Dreieinhalbfacher Jahresbetrag ist maßgebend
Wird infolge der Tötung oder Körperverletzung ein Erwerbsschaden des Verletzten oder werden Unterhaltsschäden der Hinterbliebenen als Rentenansprüche geltend gemacht, so ist vom dreieinhalbfachen Jahreswert auszugehen. Die frühere Sonderregelung für den Gebührenstreitwert (§ 42 Abs. 1 GKG a.F.) ist zum 1.8.2013 ersatzlos gestrichen worden, so dass über § 48 Abs. 1 S. 1 GKG jetzt auch hier § 9 ZPO anzuwenden ist. Lediglich in Altfällen, also bei einer Auftragserteilung vor dem 1.8.2013 gilt gem. § 60 Abs. 2 RVG noch der alte höhere Wert.
Maßgebend ist der geforderte Betrag der nächsten dreieinhalb Jahre, sofern die Rente nicht für einen geringeren Zeitraum verlangt wird; fällige Beträge sind hinzuzurechnen.
Im Falle eines Rechtsstreits werden die bei Einreichung der Klage fälligen Beträge hinzugerechnet (§ 42 Abs. 4 GKG).

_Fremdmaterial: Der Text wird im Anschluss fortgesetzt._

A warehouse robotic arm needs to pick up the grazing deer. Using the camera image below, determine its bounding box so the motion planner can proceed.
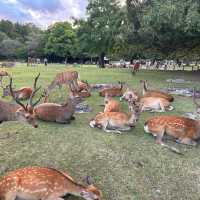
[45,71,79,96]
[0,70,10,87]
[99,82,124,97]
[0,75,40,128]
[140,80,174,102]
[144,116,200,145]
[104,93,120,112]
[0,167,102,200]
[193,88,200,114]
[70,90,91,98]
[78,80,91,92]
[33,97,82,124]
[90,102,141,134]
[2,85,33,100]
[120,88,174,112]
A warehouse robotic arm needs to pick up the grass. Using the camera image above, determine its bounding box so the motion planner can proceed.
[0,64,200,200]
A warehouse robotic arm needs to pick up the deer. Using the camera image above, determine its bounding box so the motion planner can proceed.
[2,85,33,100]
[140,80,174,102]
[0,166,102,200]
[99,82,124,97]
[45,71,79,96]
[120,88,174,112]
[32,97,82,124]
[144,115,200,146]
[193,88,200,114]
[0,74,40,128]
[0,70,10,87]
[77,80,91,92]
[89,101,141,134]
[104,93,120,113]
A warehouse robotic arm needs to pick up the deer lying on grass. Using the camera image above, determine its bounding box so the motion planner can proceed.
[33,97,82,124]
[144,116,200,145]
[78,80,91,92]
[2,85,33,100]
[0,75,40,128]
[104,93,120,113]
[0,70,10,86]
[140,80,174,102]
[0,167,102,200]
[120,88,174,112]
[45,71,79,96]
[90,99,141,134]
[99,82,124,97]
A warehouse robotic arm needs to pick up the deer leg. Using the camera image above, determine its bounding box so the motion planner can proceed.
[176,137,197,146]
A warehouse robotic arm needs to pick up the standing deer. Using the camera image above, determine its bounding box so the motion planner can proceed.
[2,85,33,100]
[0,70,10,87]
[90,101,141,134]
[120,88,174,112]
[144,116,200,145]
[0,167,102,200]
[0,75,40,128]
[99,82,124,97]
[140,80,174,102]
[45,71,79,96]
[193,88,200,114]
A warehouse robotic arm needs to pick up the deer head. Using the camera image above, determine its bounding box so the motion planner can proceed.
[9,74,41,128]
[193,88,200,114]
[80,176,102,200]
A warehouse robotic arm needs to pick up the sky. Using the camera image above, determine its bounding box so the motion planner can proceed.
[0,0,87,29]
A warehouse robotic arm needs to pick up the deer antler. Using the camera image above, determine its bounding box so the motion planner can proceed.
[193,87,200,107]
[9,77,27,110]
[29,73,43,107]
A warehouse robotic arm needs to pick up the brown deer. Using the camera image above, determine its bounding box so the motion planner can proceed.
[45,71,79,96]
[78,80,91,92]
[140,80,174,102]
[144,115,200,145]
[0,75,40,128]
[120,88,174,112]
[0,167,102,200]
[33,97,82,124]
[0,70,10,87]
[99,82,124,97]
[193,88,200,114]
[104,93,120,112]
[2,85,33,100]
[90,101,141,134]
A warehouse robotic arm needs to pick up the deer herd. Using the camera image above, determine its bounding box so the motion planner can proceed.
[0,68,200,200]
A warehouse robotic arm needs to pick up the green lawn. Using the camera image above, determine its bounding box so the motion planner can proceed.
[0,65,200,200]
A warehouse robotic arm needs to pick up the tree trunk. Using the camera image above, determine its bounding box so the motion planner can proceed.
[99,52,105,68]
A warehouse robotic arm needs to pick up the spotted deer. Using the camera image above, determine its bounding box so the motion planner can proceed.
[2,85,33,100]
[0,167,102,200]
[90,102,141,134]
[140,80,174,102]
[99,82,124,97]
[0,75,40,128]
[144,115,200,145]
[120,88,174,112]
[104,93,120,112]
[45,71,79,96]
[0,70,10,87]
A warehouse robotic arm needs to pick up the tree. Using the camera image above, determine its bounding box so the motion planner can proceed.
[45,22,76,60]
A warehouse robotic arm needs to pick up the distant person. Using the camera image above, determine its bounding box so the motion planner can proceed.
[44,58,48,66]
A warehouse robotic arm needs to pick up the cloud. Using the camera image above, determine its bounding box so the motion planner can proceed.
[0,0,87,28]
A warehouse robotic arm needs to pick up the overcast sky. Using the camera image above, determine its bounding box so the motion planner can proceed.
[0,0,87,28]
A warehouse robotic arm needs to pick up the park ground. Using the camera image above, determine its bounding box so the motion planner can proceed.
[0,64,200,200]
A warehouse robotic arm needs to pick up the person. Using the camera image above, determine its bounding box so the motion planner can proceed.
[44,58,48,66]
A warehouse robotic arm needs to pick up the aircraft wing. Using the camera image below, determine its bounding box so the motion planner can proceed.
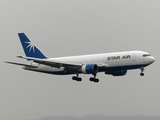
[6,62,37,68]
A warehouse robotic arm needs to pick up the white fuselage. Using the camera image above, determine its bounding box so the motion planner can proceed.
[24,51,155,75]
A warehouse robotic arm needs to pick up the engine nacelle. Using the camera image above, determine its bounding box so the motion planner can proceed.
[81,64,98,74]
[105,70,127,76]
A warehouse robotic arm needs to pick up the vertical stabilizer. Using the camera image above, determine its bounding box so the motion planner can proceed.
[18,33,47,59]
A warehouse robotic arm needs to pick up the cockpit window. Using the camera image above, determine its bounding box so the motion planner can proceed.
[143,54,151,57]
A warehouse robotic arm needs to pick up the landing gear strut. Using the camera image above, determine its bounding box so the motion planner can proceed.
[89,74,99,83]
[140,67,145,76]
[72,74,82,82]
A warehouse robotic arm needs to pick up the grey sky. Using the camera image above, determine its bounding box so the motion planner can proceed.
[0,0,160,120]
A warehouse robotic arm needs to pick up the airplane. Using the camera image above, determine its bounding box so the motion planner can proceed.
[6,33,155,83]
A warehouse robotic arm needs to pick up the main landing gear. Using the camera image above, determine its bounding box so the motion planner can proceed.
[89,74,99,83]
[72,74,99,83]
[140,67,145,76]
[72,74,82,82]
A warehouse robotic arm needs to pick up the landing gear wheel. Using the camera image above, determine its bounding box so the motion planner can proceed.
[140,73,144,76]
[72,76,82,82]
[89,77,99,83]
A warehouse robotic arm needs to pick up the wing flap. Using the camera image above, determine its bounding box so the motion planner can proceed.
[5,61,38,68]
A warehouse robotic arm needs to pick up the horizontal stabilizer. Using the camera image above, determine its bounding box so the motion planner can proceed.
[6,62,37,68]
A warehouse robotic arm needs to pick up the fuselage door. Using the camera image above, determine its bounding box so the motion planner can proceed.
[132,54,136,61]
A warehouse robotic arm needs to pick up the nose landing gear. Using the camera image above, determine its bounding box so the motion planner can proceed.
[89,74,99,83]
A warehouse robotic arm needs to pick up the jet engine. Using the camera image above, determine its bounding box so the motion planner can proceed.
[81,64,98,75]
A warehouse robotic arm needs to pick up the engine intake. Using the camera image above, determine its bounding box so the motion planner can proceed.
[105,70,127,76]
[81,64,98,75]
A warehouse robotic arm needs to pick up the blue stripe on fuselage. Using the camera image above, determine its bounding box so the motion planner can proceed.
[25,64,148,75]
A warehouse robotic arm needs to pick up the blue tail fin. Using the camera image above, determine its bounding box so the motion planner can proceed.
[18,33,47,59]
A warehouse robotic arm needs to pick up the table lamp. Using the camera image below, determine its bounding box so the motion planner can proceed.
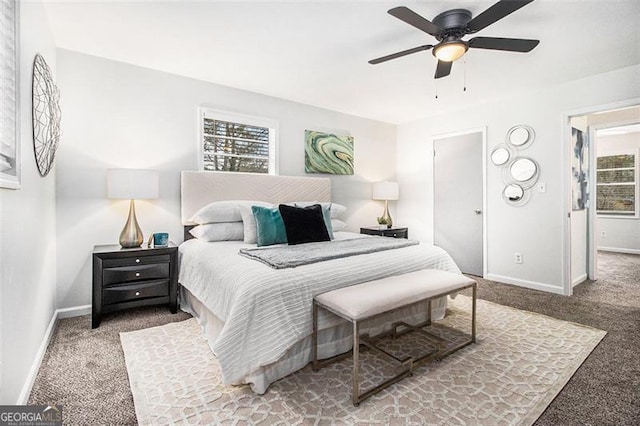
[107,169,159,248]
[372,181,400,228]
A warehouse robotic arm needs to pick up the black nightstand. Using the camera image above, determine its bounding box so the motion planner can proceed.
[360,226,409,238]
[91,243,178,328]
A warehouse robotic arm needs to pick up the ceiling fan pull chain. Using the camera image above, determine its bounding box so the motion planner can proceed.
[462,59,467,92]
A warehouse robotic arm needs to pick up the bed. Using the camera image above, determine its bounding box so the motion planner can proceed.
[179,171,460,394]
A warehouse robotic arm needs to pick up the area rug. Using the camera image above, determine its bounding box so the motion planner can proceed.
[120,296,606,425]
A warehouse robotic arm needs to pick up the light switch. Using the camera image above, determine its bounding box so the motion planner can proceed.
[537,182,547,193]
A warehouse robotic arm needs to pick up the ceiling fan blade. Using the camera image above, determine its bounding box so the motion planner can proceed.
[369,44,433,65]
[467,0,533,33]
[434,61,453,78]
[388,6,442,36]
[469,37,540,52]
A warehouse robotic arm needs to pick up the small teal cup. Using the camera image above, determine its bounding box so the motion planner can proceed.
[153,232,169,247]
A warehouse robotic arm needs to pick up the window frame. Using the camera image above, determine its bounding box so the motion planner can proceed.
[595,149,640,219]
[198,106,279,175]
[0,0,22,189]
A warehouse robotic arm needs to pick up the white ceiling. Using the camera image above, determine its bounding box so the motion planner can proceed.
[46,0,640,123]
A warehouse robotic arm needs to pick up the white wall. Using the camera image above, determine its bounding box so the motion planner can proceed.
[57,50,399,308]
[568,117,594,286]
[398,66,640,292]
[597,133,640,254]
[0,2,56,404]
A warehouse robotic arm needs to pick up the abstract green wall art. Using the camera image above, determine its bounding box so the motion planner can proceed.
[304,130,353,175]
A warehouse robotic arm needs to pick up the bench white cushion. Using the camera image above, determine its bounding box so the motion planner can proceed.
[315,269,475,321]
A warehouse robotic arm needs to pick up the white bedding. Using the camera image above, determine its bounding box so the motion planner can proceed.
[179,232,460,393]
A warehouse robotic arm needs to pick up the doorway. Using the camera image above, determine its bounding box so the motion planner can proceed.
[565,100,640,294]
[433,129,486,277]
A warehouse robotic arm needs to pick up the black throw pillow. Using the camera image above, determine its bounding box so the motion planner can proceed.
[278,204,331,245]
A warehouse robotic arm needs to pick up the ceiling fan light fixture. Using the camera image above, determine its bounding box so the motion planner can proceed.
[433,40,469,62]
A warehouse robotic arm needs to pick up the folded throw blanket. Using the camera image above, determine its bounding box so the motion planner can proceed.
[238,237,419,269]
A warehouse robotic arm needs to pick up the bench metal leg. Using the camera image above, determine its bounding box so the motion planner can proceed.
[471,283,478,343]
[352,321,360,407]
[311,301,320,371]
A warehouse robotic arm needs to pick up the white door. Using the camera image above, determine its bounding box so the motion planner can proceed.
[433,132,484,276]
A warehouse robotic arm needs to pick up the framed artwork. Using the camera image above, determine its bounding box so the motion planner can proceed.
[571,127,589,211]
[304,130,353,175]
[32,54,60,177]
[0,0,20,189]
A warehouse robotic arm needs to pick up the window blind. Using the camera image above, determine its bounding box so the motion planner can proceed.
[201,111,275,174]
[0,0,19,186]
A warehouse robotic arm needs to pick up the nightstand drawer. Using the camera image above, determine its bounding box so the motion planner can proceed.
[102,281,169,305]
[102,263,169,286]
[102,254,171,268]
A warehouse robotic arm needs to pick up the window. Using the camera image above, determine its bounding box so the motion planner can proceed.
[0,0,20,189]
[200,108,277,174]
[596,154,637,216]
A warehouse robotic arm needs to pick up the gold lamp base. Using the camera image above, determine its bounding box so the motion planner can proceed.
[380,200,393,228]
[120,200,142,248]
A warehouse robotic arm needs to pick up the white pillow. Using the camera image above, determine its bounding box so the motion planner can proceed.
[288,201,347,219]
[331,219,347,231]
[240,203,273,244]
[189,222,244,241]
[189,200,271,225]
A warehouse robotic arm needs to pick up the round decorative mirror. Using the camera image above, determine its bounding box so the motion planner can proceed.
[491,147,511,166]
[509,158,538,182]
[507,125,535,148]
[502,184,524,203]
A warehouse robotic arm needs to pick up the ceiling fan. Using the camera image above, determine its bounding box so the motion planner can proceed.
[369,0,540,78]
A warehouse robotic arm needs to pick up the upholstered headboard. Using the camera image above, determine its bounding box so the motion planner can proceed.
[181,171,331,226]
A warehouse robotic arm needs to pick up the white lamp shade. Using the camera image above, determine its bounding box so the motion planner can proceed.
[107,169,159,200]
[372,181,400,200]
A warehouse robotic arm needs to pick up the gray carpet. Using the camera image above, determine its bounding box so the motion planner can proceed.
[29,253,640,425]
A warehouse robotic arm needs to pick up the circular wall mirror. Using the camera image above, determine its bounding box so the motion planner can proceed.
[507,125,535,148]
[509,158,538,182]
[491,147,511,166]
[502,184,524,203]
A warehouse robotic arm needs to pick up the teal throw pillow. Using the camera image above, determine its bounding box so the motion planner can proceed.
[251,206,287,247]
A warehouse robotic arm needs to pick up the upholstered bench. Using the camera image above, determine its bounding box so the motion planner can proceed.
[312,269,477,406]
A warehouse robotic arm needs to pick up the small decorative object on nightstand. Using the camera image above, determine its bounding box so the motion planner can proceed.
[91,243,178,328]
[360,226,409,238]
[371,181,400,229]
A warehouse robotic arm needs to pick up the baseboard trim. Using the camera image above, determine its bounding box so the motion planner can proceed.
[56,305,91,319]
[598,247,640,254]
[16,305,91,405]
[571,274,587,287]
[16,310,58,405]
[484,274,564,294]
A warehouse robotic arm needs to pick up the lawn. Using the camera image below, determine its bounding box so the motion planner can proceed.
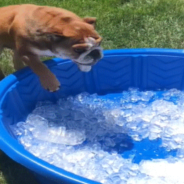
[0,0,184,184]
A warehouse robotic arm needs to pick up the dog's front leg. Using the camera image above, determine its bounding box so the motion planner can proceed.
[21,55,60,92]
[13,51,24,70]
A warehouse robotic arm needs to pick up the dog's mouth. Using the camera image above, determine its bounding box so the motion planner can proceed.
[74,47,103,72]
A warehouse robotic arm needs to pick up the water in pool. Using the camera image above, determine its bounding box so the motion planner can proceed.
[12,89,184,184]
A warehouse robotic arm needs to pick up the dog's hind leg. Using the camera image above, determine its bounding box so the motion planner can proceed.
[0,45,5,80]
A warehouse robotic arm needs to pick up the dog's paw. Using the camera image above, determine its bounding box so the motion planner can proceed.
[40,75,60,92]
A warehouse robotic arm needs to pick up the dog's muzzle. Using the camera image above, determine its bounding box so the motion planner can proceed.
[75,47,103,72]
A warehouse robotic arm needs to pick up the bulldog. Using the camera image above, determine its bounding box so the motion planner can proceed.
[0,4,103,92]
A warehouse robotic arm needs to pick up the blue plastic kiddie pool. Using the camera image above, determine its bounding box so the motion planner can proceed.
[0,49,184,184]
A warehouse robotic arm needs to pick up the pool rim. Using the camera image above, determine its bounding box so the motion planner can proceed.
[0,48,184,184]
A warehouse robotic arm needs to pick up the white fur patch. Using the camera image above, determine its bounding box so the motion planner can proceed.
[85,37,96,49]
[31,48,67,59]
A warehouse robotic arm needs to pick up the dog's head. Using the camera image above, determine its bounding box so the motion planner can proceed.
[42,17,103,72]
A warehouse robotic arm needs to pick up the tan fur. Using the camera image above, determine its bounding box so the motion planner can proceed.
[0,4,102,91]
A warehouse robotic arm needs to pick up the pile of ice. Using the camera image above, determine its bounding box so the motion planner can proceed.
[12,89,184,184]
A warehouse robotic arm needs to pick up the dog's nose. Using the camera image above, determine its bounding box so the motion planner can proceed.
[88,49,102,60]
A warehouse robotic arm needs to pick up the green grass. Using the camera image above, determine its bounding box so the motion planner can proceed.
[0,0,184,184]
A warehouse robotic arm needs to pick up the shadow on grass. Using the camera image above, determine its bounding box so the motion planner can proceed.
[0,150,38,184]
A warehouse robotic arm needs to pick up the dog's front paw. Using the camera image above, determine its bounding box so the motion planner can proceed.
[40,75,60,92]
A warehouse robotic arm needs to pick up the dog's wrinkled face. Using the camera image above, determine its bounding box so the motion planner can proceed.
[44,18,103,72]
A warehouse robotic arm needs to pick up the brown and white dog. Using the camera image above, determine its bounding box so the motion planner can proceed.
[0,4,102,92]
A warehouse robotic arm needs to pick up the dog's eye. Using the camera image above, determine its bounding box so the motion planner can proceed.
[74,48,86,54]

Bei der außergerichtlichen Regulierung werden dagegen dem Wert der zukünftig geforderten Beträge alle während des Mandats fällig gewordenen Beträge hinzugerechnet (analog § 42 Abs. 3 GKG) (OLG Nürnberg AGS 2002, 232; a.A. LG Stuttgart AnwBl 1978, 234 = RuS 1978, 157; N. Schneider AGS 2004, 89).
Beispiel
Aufgrund eines Verkehrsunfalls im Dezember 2013 ist der Anwalt beauftragt worden, für die hinterbliebene Ehefrau ab Januar 2014 außergerichtlich eine Unterhaltsrente i.H.v. 1.500,00 EUR monatlich einzufordern. Im September 2015 wird eine Einigung über die laufende Unterhaltsrente und die bis dahin angefallenen Beträge getroffen.
Für die zukünftigen laufenden Beträge ab Oktober 2014 gilt ein Wert i.H.v. 42 × 1.500,00 EUR, also 63.000,00 EUR. Für die bis einschließlich September 2014 und damit fälligen Beträge gilt ein Wert i.H.v. (Januar 2014 – September 2015) 21 × 1.500,00 EUR = 31.500,00 EUR. Insgesamt ergibt sich somit für Geschäfts- und Einigungsgebühr ein Wert i.H.v. 94.500,00 EUR.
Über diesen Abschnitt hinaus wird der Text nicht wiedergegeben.